Defendant was indicted for the crimes of burglary in the second degree and grand larceny in the second degree. Subsequently, pursuant to plea negotiations, defendant pleaded guilty to the crime of grand larceny in the second degree in full satisfaction of the indictment. As part of the plea bargain, the District Attorney agreed to recommend a sentence with a minimum of IVz years and a maximum of 4 years. In due course, defendant received the recommended sentence and this appeal ensued.
Defendant’s first argument on appeal is that the allocution during the plea proceedings was insufficient, thus requiring a reversal of the judgment. This contention must be rejected. Not having raised this issue by motion to vacate or otherwise in County Court, defendant has not preserved the issue for our review (see, People v Pellegrino, 60 NY2d 636, 637; People v MacKenzie, 100 AD2d 944).

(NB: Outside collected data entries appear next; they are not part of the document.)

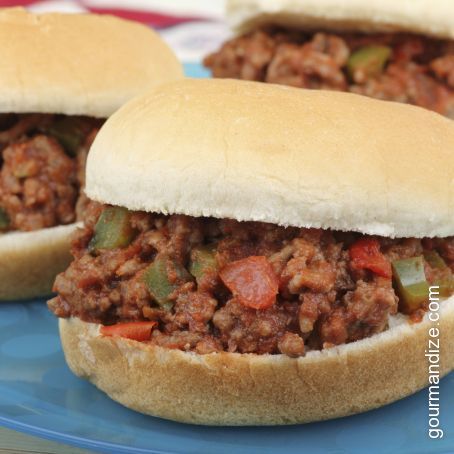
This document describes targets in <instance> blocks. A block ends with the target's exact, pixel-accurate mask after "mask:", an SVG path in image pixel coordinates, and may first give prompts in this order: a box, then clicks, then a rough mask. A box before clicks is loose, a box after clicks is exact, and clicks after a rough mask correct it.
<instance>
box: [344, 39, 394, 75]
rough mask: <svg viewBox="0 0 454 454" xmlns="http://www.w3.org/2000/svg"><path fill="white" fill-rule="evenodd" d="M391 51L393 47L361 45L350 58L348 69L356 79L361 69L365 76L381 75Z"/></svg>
mask: <svg viewBox="0 0 454 454" xmlns="http://www.w3.org/2000/svg"><path fill="white" fill-rule="evenodd" d="M391 53H392V51H391V49H390V48H389V47H386V46H364V47H360V48H359V49H358V50H357V51H355V52H353V54H352V55H350V58H349V59H348V62H347V71H348V74H349V76H350V77H351V78H352V79H353V80H355V75H356V74H357V72H358V71H361V72H362V73H363V74H364V76H365V78H368V77H373V76H377V75H379V74H380V73H381V72H382V71H383V69H384V67H385V65H386V62H387V61H388V60H389V58H390V57H391Z"/></svg>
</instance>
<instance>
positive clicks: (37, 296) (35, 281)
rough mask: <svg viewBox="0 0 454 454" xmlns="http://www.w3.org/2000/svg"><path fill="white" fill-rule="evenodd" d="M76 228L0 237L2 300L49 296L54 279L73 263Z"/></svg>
mask: <svg viewBox="0 0 454 454" xmlns="http://www.w3.org/2000/svg"><path fill="white" fill-rule="evenodd" d="M75 228H76V224H71V225H66V226H58V227H52V228H49V229H42V230H37V231H35V232H14V233H6V234H0V300H3V301H4V300H18V299H27V298H32V297H38V296H47V295H50V293H51V290H52V285H53V283H54V280H55V276H56V275H57V274H58V273H60V272H62V271H64V270H65V269H66V268H67V267H68V265H69V264H70V262H71V259H72V258H71V254H70V253H69V243H70V236H71V233H72V232H73V231H74V230H75Z"/></svg>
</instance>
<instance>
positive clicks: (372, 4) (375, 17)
mask: <svg viewBox="0 0 454 454" xmlns="http://www.w3.org/2000/svg"><path fill="white" fill-rule="evenodd" d="M453 14H454V4H453V2H452V1H450V0H435V1H430V0H402V1H398V2H396V1H393V0H369V1H367V2H364V1H362V0H342V1H339V0H324V1H322V2H320V1H318V0H277V1H274V0H272V1H270V0H228V2H227V17H228V19H229V21H230V24H231V26H232V27H233V28H234V29H235V30H236V31H237V32H238V33H241V34H242V33H246V32H248V31H251V30H254V29H256V28H259V27H263V26H267V25H280V26H283V27H288V28H297V29H302V30H307V31H318V30H321V29H322V30H323V29H324V30H332V31H339V32H343V31H354V32H364V33H374V32H409V33H419V34H422V35H427V36H433V37H438V38H445V39H453V38H454V27H453V23H452V17H453Z"/></svg>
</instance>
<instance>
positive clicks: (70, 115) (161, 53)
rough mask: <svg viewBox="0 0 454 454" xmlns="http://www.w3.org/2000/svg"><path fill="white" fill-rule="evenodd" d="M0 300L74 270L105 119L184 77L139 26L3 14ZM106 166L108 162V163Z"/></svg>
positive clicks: (167, 47) (69, 15) (28, 293)
mask: <svg viewBox="0 0 454 454" xmlns="http://www.w3.org/2000/svg"><path fill="white" fill-rule="evenodd" d="M0 40H1V42H2V45H1V46H0V60H1V62H2V64H1V68H0V300H5V299H19V298H29V297H33V296H39V295H48V294H49V293H50V291H51V287H52V282H53V281H54V279H55V276H56V274H57V273H58V272H60V271H62V270H64V269H65V267H66V266H67V265H68V264H69V262H70V254H69V235H70V232H72V231H73V230H74V223H75V222H76V221H77V219H78V218H79V215H80V213H81V212H82V211H83V209H84V205H85V199H84V196H83V186H84V170H85V158H86V155H87V151H88V148H89V146H90V144H91V142H92V141H93V139H94V137H95V135H96V133H97V131H98V129H99V127H100V126H101V124H102V123H103V122H104V120H105V118H107V117H108V116H109V115H111V114H112V113H113V112H114V111H115V110H116V109H118V108H119V107H120V106H121V105H122V104H124V103H125V102H126V101H127V100H129V99H130V98H132V97H133V96H135V95H137V94H139V93H140V92H142V91H146V90H148V89H151V88H152V87H153V86H154V85H156V84H158V83H161V82H164V81H168V80H173V79H176V78H179V77H182V68H181V66H180V64H179V63H178V61H177V60H176V57H175V56H174V55H173V53H172V52H171V50H170V49H169V48H168V47H167V46H166V45H165V44H164V42H163V41H162V40H161V39H160V38H159V37H158V36H157V35H156V34H155V33H154V32H153V31H151V30H150V29H148V28H147V27H145V26H142V25H139V24H136V23H133V22H129V21H125V20H120V19H116V18H114V17H110V16H97V15H90V14H86V15H85V14H84V15H81V14H32V13H29V12H27V11H25V10H24V9H22V8H12V9H2V10H0ZM106 159H108V158H106Z"/></svg>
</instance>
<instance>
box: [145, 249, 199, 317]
mask: <svg viewBox="0 0 454 454" xmlns="http://www.w3.org/2000/svg"><path fill="white" fill-rule="evenodd" d="M143 280H144V282H145V284H146V286H147V287H148V290H149V291H150V293H151V295H152V296H153V298H154V299H155V300H156V302H157V303H158V304H159V305H160V306H161V307H163V308H164V309H167V310H170V309H171V308H172V306H173V302H172V301H171V300H170V295H171V294H172V293H173V292H174V291H175V290H176V289H177V288H178V287H179V286H180V285H181V284H183V283H184V282H188V281H190V280H192V277H191V275H190V274H189V273H188V272H187V270H186V268H184V266H182V265H181V264H179V263H178V262H177V261H175V260H173V259H170V258H168V257H166V256H157V257H156V258H155V260H154V261H153V263H151V264H150V265H149V266H148V267H147V269H146V270H145V273H144V275H143Z"/></svg>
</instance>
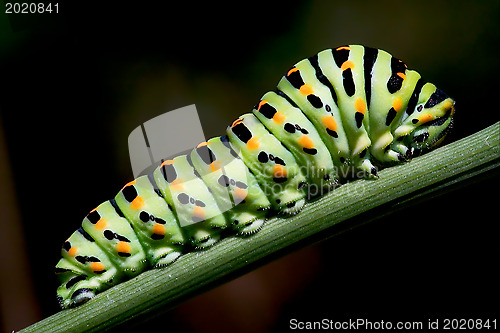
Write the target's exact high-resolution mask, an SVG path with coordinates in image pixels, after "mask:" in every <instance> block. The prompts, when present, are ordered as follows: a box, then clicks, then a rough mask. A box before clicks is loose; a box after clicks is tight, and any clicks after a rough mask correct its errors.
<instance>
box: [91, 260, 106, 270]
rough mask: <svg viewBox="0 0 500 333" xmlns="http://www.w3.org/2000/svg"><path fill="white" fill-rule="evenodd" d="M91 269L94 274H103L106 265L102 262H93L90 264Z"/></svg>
mask: <svg viewBox="0 0 500 333" xmlns="http://www.w3.org/2000/svg"><path fill="white" fill-rule="evenodd" d="M90 269H91V270H92V271H93V272H101V271H103V270H104V269H105V267H104V265H103V264H102V263H100V262H93V263H91V264H90Z"/></svg>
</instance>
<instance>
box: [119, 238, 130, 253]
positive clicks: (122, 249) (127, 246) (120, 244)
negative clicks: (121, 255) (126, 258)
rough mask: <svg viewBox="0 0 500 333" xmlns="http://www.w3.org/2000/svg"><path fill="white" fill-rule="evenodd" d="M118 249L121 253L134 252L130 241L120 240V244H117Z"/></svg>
mask: <svg viewBox="0 0 500 333" xmlns="http://www.w3.org/2000/svg"><path fill="white" fill-rule="evenodd" d="M116 250H117V251H118V252H121V253H130V252H132V247H131V246H130V244H129V243H128V242H121V241H120V242H118V244H116Z"/></svg>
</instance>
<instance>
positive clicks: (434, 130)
mask: <svg viewBox="0 0 500 333" xmlns="http://www.w3.org/2000/svg"><path fill="white" fill-rule="evenodd" d="M417 109H420V110H421V111H420V113H421V115H420V116H419V117H416V118H414V119H412V122H413V123H414V124H415V123H416V124H417V125H419V126H418V127H416V128H415V130H414V131H413V132H412V133H411V134H410V135H409V139H410V145H409V148H410V152H411V154H412V155H419V154H420V153H421V152H422V151H426V150H430V149H433V148H435V147H437V146H438V145H439V144H441V142H442V141H443V140H444V138H445V137H446V135H447V134H448V132H449V131H450V129H451V128H452V127H453V116H454V114H455V101H454V100H453V99H451V98H450V97H448V96H447V95H446V94H445V93H443V92H442V91H441V90H439V89H437V90H436V92H435V93H434V94H432V95H431V97H430V98H429V99H428V100H427V101H426V102H425V103H423V104H420V105H417ZM419 123H420V124H419Z"/></svg>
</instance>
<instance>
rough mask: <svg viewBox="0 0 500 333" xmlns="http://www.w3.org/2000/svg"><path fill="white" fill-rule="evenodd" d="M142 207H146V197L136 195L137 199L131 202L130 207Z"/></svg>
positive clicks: (136, 207)
mask: <svg viewBox="0 0 500 333" xmlns="http://www.w3.org/2000/svg"><path fill="white" fill-rule="evenodd" d="M142 207H144V198H143V197H141V196H137V197H135V199H134V200H132V202H131V203H130V208H132V209H134V210H139V209H141V208H142Z"/></svg>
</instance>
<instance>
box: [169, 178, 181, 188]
mask: <svg viewBox="0 0 500 333" xmlns="http://www.w3.org/2000/svg"><path fill="white" fill-rule="evenodd" d="M170 187H171V188H172V189H174V190H175V191H182V190H184V182H183V181H182V179H180V178H176V179H174V180H173V181H172V182H171V183H170Z"/></svg>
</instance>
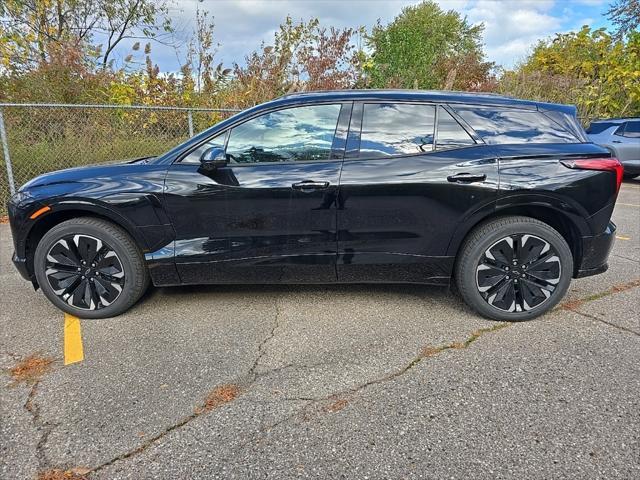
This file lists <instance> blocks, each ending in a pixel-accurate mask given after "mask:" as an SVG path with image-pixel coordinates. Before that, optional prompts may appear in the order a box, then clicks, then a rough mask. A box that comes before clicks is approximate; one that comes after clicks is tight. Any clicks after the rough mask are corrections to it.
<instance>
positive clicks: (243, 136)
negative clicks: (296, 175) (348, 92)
mask: <svg viewBox="0 0 640 480" xmlns="http://www.w3.org/2000/svg"><path fill="white" fill-rule="evenodd" d="M340 107H341V106H340V105H339V104H335V105H312V106H305V107H295V108H288V109H284V110H278V111H275V112H270V113H267V114H265V115H261V116H259V117H256V118H252V119H251V120H248V121H246V122H245V123H243V124H241V125H238V126H237V127H235V128H233V129H232V130H231V132H230V134H229V141H228V142H227V151H226V153H227V158H228V159H229V162H230V163H264V162H295V161H314V160H316V161H317V160H328V159H329V158H330V156H331V144H332V143H333V136H334V134H335V130H336V126H337V124H338V116H339V115H340Z"/></svg>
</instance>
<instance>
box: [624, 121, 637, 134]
mask: <svg viewBox="0 0 640 480" xmlns="http://www.w3.org/2000/svg"><path fill="white" fill-rule="evenodd" d="M623 136H625V137H629V138H640V122H627V126H626V127H625V128H624V134H623Z"/></svg>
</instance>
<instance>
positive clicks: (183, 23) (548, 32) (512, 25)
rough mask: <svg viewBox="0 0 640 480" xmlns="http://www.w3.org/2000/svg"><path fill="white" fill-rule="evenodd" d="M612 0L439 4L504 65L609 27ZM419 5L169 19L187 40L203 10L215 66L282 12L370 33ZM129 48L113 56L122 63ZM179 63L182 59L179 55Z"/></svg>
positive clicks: (362, 7)
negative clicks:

In any event, we have reviewed the plea allocution and find it to be adequate.
Defendant next contends that his sentence was harsh and excessive. This contention is without merit. The sentence imposed was well within the statutory guidelines (Penal Law §§ 155.35, 70.00), and there is nothing in the record to indicate that the sentence was harsh or excessive, or that County Court abused its discretion in imposing the sentence. The judgment should therefore be affirmed.
Judgment affirmed. Mahoney, P. J., Kane, Casey, Mikoll and Levine, JJ., concur.